Nancy Hogshead-Makar (born April 17, 1962), née Nancy Lynn Hogshead, is an American swimmer who represented the United States at the 1984 Summer Olympics, where she won three gold medals and one silver medal. She is currently the CEO of Champion Women, an organization leading targeted efforts to advocate for equality and accountability in sports. Focus areas include equal play, such as traditional Title IX compliance in athletic departments, sexual harassment, abuse and assault, as well as employment, pregnancy, and LGBT discrimination. In 2012 she began working on legislative changes to assure club and Olympic sports athletes were protected from sexual abuse. In 2018, the Protecting Young Victims from Sexual Abuse and Safe Sport Authorization Act of 2017 was enacted.

Swimming
Hogshead's family is from Iowa. She was born in Iowa City, Iowa, but her family moved to Florida shortly afterwards. When she was 11 years old, her family moved to Jacksonville, Florida, where she would meet coach Randy Reese and be exposed to a team-oriented towards nationals. By age 12 she had qualified for the U.S. Senior Nationals and held the national age-group record in the 200 individual medley. Her first American record was in the 100 yard butterfly in 1977. Hogshead left home to train for the 1980 Olympics while still in high school, with the University of Florida swim team, or FAST. She qualified for the 1980 Summer Olympics in Moscow in the 200 meter butterfly and the 400 meter individual medley, but the American-led boycott kept her home.

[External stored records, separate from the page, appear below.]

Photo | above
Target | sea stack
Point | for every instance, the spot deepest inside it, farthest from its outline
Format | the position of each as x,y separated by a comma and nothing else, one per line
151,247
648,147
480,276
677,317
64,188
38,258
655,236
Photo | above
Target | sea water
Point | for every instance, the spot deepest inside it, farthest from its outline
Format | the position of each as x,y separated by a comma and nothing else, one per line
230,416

Duke University offered Hogshead its first swimming scholarship. There, she was undefeated in dual meets and set a school record in eight different events; one of which stood until 2011. She was a four-time ACC champion and two-time All-American. She was the first woman to be inducted into the Duke Athletics Hall of Fame.

In 1981, Duke University red-shirted Hogshead after she was raped while running between campuses and suffered from PTSD for several months. In the fall of 1982, her coach enticed her to return to the pool by offering her a scholarship and a position on the team if she merely showed up at the competitions.

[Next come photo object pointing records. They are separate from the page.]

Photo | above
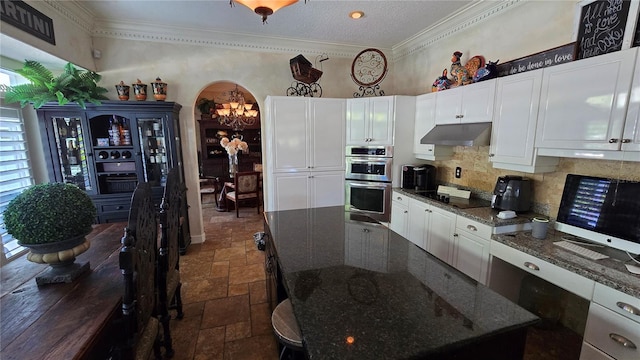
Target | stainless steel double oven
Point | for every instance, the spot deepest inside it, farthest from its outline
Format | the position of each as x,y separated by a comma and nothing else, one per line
368,181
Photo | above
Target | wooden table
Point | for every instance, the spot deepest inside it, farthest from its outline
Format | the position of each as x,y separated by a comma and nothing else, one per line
62,321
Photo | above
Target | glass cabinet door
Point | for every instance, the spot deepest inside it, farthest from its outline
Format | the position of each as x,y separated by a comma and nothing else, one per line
72,155
113,153
155,162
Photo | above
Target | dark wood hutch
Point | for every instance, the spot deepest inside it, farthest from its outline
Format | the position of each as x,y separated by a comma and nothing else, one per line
214,161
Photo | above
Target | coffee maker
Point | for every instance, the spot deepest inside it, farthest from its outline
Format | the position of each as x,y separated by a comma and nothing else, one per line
512,193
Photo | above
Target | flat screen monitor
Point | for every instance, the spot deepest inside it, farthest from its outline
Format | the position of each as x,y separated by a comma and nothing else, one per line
601,210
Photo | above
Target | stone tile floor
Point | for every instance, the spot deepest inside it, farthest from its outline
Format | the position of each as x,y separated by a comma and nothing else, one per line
223,290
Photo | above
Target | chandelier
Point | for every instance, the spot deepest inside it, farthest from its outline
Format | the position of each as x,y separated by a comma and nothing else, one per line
236,113
265,8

In January 1983, Hogshead left Duke to train full-time for the 1984 Olympics in California. This time she switched from butterfly to freestyle. She won additional national titles on her way to qualifying for the 1984 US swimming team.

Olympics
At the 1984 Summer Olympics in Los Angeles, she won three gold medals and one silver medal, becoming the most decorated swimmer at the Games. She competed in the first event of the Games, the women's 100m freestyle, where she won in a tie-finish, with American teammate Carrie Steinseifer. They were both awarded gold medals. Hogshead also won golds in the 4 × 100 m freestyle and the 4 × 100 m medley teams, and a silver medal in the 200m individual medley.

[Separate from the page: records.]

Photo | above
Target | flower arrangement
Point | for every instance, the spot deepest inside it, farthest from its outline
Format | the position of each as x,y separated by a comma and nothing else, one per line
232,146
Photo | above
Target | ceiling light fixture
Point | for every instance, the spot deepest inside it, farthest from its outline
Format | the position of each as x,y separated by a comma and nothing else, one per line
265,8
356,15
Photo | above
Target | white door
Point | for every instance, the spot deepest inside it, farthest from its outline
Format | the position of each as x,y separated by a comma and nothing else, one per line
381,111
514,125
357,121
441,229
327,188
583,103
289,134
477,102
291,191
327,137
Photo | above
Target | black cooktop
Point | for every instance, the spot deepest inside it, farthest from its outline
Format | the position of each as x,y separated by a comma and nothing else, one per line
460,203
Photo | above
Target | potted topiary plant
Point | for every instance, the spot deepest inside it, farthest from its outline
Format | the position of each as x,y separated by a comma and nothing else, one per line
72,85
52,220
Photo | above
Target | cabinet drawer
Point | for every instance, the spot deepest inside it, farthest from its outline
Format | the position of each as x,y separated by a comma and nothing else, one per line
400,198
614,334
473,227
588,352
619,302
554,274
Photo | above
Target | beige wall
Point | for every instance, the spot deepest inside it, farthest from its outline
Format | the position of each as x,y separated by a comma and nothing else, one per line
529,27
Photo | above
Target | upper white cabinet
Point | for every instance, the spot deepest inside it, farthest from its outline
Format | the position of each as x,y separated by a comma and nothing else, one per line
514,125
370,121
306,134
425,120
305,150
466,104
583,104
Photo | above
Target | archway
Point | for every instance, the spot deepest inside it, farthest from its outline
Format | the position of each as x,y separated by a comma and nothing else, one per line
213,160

Her international career had started in 1977 at the age of 14, when she set her first American record. That year, she was the only American swimmer to be ranked number one in the world in an international event.

Professional career 
Hogshead returned to Duke University to finish her undergraduate degree in 1984. During the summer of 1985, Hogshead interned at the Women's Sports Foundation, at the urging of Donna de Varona. The organization had a strong influence on her career direction and she has worked with the organization for thirty years. She served on the board of trustees from 1987 to 1993 and as its president from 1993 to 1994. She was their Legal Adviser from 2003 to 2010, and was their Senior Director of Advocacy from 2010 to 2014.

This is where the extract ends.